Trevor Paglen

Adversarially Evolved Hallucination: A Man (Corpus: The Humans), 2017
Adversarially Evolved Hallucination: Porn (Corpus: The Humans), 2017
Adversarially Evolved Hallucination: Vampire (Corpus: Monsters of Capitalism), 2017
Thermosublimationsdrucke auf Metall
jeweils 121,9 x 152,4 cm
Courtesy of the artist and Metro Pictures, New York

Behold these Glorious Times!, 2017
Video-Projektion, 10 min
Courtesy of the artist and Metro Pictures, New York

Paglen untersucht die politische Dimension von Systemen Künstlicher Intelligenz.
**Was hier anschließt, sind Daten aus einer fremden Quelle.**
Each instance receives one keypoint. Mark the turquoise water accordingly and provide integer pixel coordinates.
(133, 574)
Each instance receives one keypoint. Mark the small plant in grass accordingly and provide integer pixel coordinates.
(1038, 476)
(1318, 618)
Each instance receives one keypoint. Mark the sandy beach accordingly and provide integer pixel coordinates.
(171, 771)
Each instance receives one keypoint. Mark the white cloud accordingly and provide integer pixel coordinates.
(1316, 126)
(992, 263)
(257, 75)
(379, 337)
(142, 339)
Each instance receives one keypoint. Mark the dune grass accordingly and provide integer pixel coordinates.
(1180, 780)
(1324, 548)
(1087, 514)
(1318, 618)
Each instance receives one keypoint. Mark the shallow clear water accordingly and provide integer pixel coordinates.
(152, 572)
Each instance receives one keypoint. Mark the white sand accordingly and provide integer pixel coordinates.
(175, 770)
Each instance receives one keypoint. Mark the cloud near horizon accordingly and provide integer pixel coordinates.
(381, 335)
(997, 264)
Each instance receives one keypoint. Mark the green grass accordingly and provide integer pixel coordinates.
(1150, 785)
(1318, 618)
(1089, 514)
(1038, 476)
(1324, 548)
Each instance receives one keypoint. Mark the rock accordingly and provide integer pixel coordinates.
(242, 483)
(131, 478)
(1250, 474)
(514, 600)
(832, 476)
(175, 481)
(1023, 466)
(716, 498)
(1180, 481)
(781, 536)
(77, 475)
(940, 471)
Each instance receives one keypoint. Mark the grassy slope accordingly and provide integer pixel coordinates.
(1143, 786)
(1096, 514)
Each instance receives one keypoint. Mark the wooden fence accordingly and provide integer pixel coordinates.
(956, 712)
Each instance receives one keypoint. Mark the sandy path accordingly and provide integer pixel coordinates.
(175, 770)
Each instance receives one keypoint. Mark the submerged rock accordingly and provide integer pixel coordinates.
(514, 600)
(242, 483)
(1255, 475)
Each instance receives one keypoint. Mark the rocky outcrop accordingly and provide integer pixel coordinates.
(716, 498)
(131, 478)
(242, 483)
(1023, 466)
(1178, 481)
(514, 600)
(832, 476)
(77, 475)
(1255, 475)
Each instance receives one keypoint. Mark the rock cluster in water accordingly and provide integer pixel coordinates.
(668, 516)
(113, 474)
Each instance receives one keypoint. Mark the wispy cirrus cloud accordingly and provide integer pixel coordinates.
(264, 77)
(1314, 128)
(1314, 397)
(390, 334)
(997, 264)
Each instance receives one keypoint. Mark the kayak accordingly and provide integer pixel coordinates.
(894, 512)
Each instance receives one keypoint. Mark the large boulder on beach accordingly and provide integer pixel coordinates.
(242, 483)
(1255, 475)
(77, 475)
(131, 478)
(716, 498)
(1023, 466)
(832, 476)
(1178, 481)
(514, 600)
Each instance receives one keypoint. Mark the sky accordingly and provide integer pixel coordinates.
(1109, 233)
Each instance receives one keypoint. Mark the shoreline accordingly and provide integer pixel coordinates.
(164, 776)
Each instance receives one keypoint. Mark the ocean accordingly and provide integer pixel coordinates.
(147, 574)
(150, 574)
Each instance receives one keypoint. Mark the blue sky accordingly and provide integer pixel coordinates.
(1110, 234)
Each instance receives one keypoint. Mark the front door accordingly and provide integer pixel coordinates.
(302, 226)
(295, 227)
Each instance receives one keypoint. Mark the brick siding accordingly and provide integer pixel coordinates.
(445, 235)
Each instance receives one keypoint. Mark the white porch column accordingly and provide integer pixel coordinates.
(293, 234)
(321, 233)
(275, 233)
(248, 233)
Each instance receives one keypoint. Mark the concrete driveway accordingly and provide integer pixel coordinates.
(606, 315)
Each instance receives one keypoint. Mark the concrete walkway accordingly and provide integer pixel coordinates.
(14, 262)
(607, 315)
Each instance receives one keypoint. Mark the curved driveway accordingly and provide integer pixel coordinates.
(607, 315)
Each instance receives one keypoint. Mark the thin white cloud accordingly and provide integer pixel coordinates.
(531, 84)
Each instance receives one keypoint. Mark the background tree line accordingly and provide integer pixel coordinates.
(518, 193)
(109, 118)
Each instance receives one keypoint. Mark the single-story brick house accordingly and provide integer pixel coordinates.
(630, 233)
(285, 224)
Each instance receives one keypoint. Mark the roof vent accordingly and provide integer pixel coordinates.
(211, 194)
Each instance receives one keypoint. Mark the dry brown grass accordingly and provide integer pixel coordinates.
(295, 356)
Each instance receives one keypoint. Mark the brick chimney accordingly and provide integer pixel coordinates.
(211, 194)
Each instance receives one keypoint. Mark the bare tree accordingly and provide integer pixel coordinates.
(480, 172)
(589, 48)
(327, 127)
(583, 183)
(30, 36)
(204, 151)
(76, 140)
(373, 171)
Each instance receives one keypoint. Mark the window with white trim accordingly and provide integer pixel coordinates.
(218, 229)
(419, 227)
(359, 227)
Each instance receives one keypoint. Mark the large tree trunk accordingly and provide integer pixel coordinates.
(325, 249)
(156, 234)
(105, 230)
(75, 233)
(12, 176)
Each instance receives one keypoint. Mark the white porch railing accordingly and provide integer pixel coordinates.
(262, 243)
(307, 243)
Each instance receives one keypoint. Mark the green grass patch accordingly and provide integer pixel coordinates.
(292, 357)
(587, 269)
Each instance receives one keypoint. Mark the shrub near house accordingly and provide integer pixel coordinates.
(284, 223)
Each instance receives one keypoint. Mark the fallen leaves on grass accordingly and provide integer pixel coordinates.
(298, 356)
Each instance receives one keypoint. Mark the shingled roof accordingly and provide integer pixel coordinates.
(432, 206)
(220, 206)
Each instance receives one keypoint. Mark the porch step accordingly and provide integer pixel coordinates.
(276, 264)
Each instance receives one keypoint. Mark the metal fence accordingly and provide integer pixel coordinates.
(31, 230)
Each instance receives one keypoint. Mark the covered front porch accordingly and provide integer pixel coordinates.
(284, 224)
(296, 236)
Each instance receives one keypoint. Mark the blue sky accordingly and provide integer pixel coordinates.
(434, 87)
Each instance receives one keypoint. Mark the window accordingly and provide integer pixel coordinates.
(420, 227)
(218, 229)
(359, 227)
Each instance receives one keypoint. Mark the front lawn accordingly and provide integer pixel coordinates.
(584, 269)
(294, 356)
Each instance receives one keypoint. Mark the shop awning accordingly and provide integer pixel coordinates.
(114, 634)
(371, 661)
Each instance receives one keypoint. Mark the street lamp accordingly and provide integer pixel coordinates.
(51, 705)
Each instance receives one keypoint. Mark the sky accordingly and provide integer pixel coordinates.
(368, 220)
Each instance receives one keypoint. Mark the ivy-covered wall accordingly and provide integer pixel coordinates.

KI wird von Menschen mit unzähligen Daten trainiert, den sogenannten Training Sets. Anhand von klassifizierten Datenmassen lernt ein KI-System Ähnlichkeiten und Differenzen zu erkennen und so Muster herzustellen, um Objekte und Begriffe zuzuordnen. Die Daten für die Training Sets werden von Menschen zusammengestellt. Die getätigte Vorauswahl transportiert aber kulturell bedingte Prägungen. Diese beeinflussen implizit die Ausrichtung von Algorithmen und bestimmen deren operativen Fähigkeiten und Rechenergebnisse. Somit entsteht eine gesellschaftsrelevante Frage über die möglichen Verzerrungsfaktoren, die sogenannten bias, die der Technologie zugrunde liegen. Diese Faktoren verschwinden in der Anwendung und entziehen sich dem öffentlichen kritischen Urteil gänzlich.

Trevor Paglens gesamte künstlerische Arbeit ist geprägt von einem kritischen Ansatz, nicht durchschaubare Tatsachen von digitalen Technologien in die Sichtbarkeit zu bringen.

In der Ausstellung zeigte Paglen drei Werke aus der Serie Adversarially Evolved Hallucination. In Kooperation mit der Stanford University programmierte Paglen eine Software, für die er eigens Taxonomien entwickelte, also Methoden zur Bildung von Klassen unter Aspekten der Ähnlichkeitsbeziehung. Die Kategorien stammten aus den Bereichen Poesie und Literatur, Psychoanalyse und Wirtschaft. Paglen konzipierte zwei miteinander gekoppelte KI-Systeme. Dem einen lag ein bilderkennender und dem anderen ein bildgenerierender Algorithmus zugrunde. Bei der Eingabe eines Begriffs in das System generierte die gekoppelte Doppel-KI Bilder, die die Maschinen in den jeweiligen Begriffs-Clustern ’sehen‘ konnten, so zum Beispiel das Werk Vampire (Corpus: Monster of Capitalism), bei dem monströse Figuren entstanden, die für das menschliche Auge fast metaphorisch wirken.

Als zweite Position präsentierte Paglen die Videoinstallation Behold these Glorious Times!. Sie veranschaulichte, wie maschinelles Sehen in Deep Neural Networks (neuronalen Netzwerken) ausgebildet wird und wie Bilder wahrgenommen und gedeutet werden. Die Videoarbeit beleuchtete zum Beispiel Funktionen, die dem Training von Gesichtserkennung, die Erkennung von Objekten oder Bewegungsabläufen dienen. Emotionen, Gesten und Gesichtszüge wurden untersucht und untereinander in Bezug gesetzt. Dafür wurden Bildinhalte bis auf die Ebene einzelner Pixel zerlegt und daraus Merkmale extrahiert. Das neuronale Netz fügte die Einzelteile wieder zusammen und versuchte daraus Bedeutung zu erzeugen. Um der Arbeit eine akustische Ebene zu geben lud Paglen die Künstlerin für elektronische Musik Holly Herndon ein, den Soundtrack der Arbeit zu komponieren. Sie kombinierte Stimmproben aus zahlreichen digitalen Archiven, die dazu dienen, lernende Systeme darauf zu trainieren, menschliche Sprache zu erkennen.

Der in New York lebende Künstler Trevor Paglen (*1974) ist einer der wichtigsten Vertreter des Landschaftsbildes im Zeitalter von Big Data. Er studierte Geografie, Kunst und Religionswissenschaften und war in zahlreichen international renommierten Ausstellungen vertreten.

2015 zeigte der Frankfurter Kunstverein die Ausstellung „The Octopus“, für die Paglen mit dem Deutsche Börse Photography Foundation Prize 2016 ausgezeichnet wurde.